Giacobbe Fragomeni (nella foto) è stato l’ultimo italiano campione del mondo, ha perso il titolo il 21 novembre del 2009. Tre anni fa. Silvio Branco è stato l’ultimo a conquistare il titolo all’estero, il 28 aprile 2007. Cinque anni fa. Questo prendendo in considerazione le quattro sigle riconosciute dalla Federazione Pugilistica Italiana (World Boxing Council, World Boxing Association, International Boxing Federation e World Boxing Organizzation). Sessantotto titoli di sigla in palio e non riusciamo ad averne uno da tre anni. In questi anni abbiamo disputato molti incontri per la cintura, perdendo quasi sempre e in alcune occasioni (ad esempio, Alberto Colajanni e Alberto Servidei) in modo vergognoso.

Attualmente sono venti le nazioni in possesso di un titolo di sigla. Ci sono tra le altre anche Panama, Indonesia, Filippine, Thailandia, Nicaragua, Sudafrica. Ma non c’è l’Italia. Ci siamo talmente abituati che non ci facciamo più caso. Il pugilato professionistico di vertice non esiste più. Nelle classifiche mondiali di Boxeringweb figura un solo italiano (Boschiero, ottavo nei superpiuma).

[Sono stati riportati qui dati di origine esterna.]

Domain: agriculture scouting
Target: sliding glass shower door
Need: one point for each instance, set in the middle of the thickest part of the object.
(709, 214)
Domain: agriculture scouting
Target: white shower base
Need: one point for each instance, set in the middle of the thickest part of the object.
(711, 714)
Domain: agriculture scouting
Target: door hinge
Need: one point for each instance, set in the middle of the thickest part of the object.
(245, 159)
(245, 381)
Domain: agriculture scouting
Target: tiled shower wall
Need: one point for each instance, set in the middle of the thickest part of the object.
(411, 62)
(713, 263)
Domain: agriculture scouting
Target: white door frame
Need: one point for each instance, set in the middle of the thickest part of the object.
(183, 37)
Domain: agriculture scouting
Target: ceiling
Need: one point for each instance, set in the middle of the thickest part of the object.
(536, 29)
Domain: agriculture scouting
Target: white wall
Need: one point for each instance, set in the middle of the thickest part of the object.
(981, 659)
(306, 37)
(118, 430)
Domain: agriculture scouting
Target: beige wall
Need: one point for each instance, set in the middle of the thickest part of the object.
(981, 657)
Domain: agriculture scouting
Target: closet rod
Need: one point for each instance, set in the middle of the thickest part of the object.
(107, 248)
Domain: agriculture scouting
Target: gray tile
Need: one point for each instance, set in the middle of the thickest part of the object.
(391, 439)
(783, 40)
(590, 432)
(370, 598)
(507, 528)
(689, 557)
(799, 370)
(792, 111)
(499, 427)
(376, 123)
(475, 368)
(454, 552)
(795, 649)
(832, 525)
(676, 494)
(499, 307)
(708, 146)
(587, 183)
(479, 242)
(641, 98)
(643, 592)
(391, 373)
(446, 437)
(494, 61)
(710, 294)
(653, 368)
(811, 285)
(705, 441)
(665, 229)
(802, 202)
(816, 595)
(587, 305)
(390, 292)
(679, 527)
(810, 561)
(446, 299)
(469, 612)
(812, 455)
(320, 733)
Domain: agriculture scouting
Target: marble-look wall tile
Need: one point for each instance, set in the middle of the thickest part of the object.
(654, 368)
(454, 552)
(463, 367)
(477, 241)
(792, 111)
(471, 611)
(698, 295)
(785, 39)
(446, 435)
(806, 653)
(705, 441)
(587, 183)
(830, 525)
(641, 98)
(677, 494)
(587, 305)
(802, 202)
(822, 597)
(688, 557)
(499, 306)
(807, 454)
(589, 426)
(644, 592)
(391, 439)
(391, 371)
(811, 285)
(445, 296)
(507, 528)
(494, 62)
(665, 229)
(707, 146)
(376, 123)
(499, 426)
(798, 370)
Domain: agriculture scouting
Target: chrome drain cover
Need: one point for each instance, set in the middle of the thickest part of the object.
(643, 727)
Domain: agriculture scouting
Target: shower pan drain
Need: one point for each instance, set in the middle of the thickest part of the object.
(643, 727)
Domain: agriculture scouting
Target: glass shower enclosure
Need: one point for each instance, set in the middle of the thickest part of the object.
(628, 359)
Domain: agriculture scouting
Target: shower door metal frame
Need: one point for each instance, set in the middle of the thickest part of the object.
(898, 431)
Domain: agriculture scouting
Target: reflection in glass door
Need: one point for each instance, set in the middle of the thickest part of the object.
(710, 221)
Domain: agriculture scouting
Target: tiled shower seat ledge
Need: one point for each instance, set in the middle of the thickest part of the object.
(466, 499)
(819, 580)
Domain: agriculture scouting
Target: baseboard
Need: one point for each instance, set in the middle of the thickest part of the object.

Nelle classifiche ufficiali dei quattro enti il numero sale a nove, ma il conto è fatto su un totale di sessanta pugili per categoria (15 per ogni sigla), per un totale di 1020 atleti (all’Italia va dunque la miseria dello 0,88%).

A rendere più drammatica la situazione c’è l’età media dei nove: 35 anni e due mesi (l'unico under 30 è il 24enne Luca Giacon).

E dal dilettantismo non viene più nessuno. Anche lì si pone il problema del ricambio generazionale. Escono, carichi di medaglie e di applausi, Cammarelle e Picardi. Passano nel nebbioso mondo del professionismo Aiba sia Russo (alla sedicesima stagione di pugilato con oltre 220 match alle spalle) che Valentino (stesso numero di incontri, con due stagioni in meno). Restano con la maglia azzurra Mangiacapre, Cappai e Parrinello. Nel professionismo vero, non quello delle WSB o delle APB, non approda nessuno. Da Londra 2012, come accade ormai da più Olimpiadi, il mondo che regala immagine, popolarità e futuro allo sport della boxe non ha ricevuto né riceverà alcuna linfa.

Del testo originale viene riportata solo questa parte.